After that, when the relative position detection circuit 16 is given the reference position detection signal Z, it performs an up-count operation based on the relative position detection signals A and B, using this reference position detection signal Z as a reference position, and performs position detection. At the same time, a current phase command is output.

Note that when the rotational direction of the rotor is reverse rotation, the stored contents of the other calculation means 18 are given to the relative position detection circuit 16, and the relative position detection circuit 16 counts down. However, if the AC servo motor is always rotated in only one direction, only one calculation means is required, and in this case, the temporary reference position switching circuit 21 is not necessary.

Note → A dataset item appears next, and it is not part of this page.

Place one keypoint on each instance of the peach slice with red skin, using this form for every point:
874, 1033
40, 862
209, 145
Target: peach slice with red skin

As described above, according to this embodiment, the current phase command θr is fixed only until the detection output of the absolute position detection circuit 15 changes for the first time when the power is turned on, but after that, the current phase command θr is fixed. Since the continuous current phase command from 16 is output as the current phase command θr, the inverter 2
In case 3, even if each phase current becomes stepwise at the beginning of power-on, it is only up to a maximum rotation angle of 60°, and a sinusoidal phase current with no phase shift is immediately applied to the AC servo motor. become. Therefore, the occurrence of torque ripples, vibrations, etc. can be suppressed as much as possible.

[0030]

As is clear from the above description, the present invention outputs a phase command according to the detection result by the absolute position detection means after the power is turned on. When the phase change occurs, the relative position detecting means is operated and an appropriate phase command is output by the relative position detecting means, so that the inverter immediately provides a sinusoidal phase current with no phase shift to the motor.
As a result, the excellent effect of suppressing the occurrence of torque ripples, vibrations, etc. as much as possible is achieved.

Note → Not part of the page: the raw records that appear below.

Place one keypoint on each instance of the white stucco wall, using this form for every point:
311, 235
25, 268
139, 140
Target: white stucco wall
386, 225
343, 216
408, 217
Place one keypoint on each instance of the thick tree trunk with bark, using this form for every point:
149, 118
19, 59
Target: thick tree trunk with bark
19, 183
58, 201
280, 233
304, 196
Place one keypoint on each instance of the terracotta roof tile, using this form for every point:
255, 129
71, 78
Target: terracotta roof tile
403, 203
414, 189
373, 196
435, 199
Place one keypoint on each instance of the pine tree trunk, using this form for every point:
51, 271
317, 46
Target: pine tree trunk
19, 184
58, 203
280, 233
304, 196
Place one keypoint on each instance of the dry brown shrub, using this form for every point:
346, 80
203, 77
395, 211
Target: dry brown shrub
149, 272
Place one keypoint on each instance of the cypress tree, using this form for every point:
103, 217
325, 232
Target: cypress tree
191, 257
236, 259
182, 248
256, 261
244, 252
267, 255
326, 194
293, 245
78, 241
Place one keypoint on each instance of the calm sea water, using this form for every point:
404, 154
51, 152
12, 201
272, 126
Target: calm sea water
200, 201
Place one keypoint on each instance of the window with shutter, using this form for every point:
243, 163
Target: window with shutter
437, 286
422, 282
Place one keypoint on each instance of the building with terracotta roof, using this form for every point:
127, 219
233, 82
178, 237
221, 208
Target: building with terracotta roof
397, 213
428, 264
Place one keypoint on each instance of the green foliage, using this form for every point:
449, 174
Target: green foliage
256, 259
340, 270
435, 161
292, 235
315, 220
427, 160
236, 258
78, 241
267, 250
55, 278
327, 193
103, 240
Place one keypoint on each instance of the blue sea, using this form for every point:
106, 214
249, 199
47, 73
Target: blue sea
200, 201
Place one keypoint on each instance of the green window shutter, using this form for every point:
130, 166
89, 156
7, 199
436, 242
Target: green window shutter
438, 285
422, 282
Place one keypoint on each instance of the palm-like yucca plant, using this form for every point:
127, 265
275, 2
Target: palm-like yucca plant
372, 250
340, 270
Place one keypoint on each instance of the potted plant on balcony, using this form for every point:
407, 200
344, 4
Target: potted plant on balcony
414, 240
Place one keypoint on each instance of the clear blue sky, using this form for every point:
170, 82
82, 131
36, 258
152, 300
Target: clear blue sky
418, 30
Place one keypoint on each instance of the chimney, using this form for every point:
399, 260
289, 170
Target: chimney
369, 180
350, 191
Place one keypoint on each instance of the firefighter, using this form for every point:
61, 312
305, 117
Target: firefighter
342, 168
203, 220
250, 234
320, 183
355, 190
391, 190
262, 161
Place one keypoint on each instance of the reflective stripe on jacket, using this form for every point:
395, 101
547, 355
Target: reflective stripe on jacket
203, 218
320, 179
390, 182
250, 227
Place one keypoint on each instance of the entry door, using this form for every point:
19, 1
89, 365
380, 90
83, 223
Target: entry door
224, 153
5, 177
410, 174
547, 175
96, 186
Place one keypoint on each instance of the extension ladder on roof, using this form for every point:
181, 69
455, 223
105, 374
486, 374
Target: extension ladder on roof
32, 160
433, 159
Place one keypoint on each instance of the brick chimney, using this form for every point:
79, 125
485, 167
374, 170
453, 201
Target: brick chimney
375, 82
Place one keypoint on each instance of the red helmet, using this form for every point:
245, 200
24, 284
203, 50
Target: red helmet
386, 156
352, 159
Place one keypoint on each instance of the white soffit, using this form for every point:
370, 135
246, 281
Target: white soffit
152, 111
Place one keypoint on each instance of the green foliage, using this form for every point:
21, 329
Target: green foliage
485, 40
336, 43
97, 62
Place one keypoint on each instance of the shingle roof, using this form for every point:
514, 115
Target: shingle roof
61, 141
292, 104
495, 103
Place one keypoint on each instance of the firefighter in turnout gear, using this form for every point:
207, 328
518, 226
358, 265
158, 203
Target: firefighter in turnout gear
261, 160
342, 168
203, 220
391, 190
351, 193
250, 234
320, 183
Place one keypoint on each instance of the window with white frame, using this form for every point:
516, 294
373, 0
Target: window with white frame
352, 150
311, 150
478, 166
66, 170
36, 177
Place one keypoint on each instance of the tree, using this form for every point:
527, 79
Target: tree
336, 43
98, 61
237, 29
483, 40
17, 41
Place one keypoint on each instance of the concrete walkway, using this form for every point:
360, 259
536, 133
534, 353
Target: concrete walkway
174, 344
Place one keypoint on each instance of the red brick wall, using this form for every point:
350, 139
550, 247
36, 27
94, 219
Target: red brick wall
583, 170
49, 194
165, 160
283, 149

[Brief explanation of drawings]

[Fig. 1] Block diagram showing one embodiment of the present invention

[Figure 2] Diagram showing each output signal of the rotary encoder, current phase command, and each phase current waveform

[Figure 3] Diagram showing each output signal of the rotary encoder

[Figure 4] Block diagram showing a conventional example

[Figure 5] Diagram equivalent to Figure 2

[Explanation of symbols]

11 is an AC servo motor (motor), 14 is a rotary encoder (rotary position sensor), 15 is an absolute position detection circuit, 16 is a relative position detection circuit, 17 and 18 are calculation means, and 19 is a switching control circuit (switching control means). It is.

Claims (1)

[Claims] 1. A rotational position sensor that generates a plurality of absolute position detection signals per rotation of a rotor of a motor and also generates a large number of relative position detection signals at minute angular pitches; an absolute position detection means that detects the rotational angular position of the rotor and generates a phase command; and an absolute position detection means that detects the relative angular position of the rotor from a predetermined reference position based on the relative position detection signal and generates a phase command. a position detection means, a calculation means for calculating a temporary reference position based on a detection result by the absolute position detection means at the time of power-on, a switching control means for switching and outputting a phase command at the time of power-on, and this switching control means. and an inverter that fires any switching element with a phase according to a phase command output from the switching control means, and the switching control means outputs a phase command according to the detection result of the absolute position detection means when the power is turned on. Then, when the position detection output of this absolute position detection means changes for the first time, the relative position detection means is operated based on the calculation result of the calculation means, and the phase command by this relative position detection means is switched and outputted. A motor control device characterized by having the following configuration.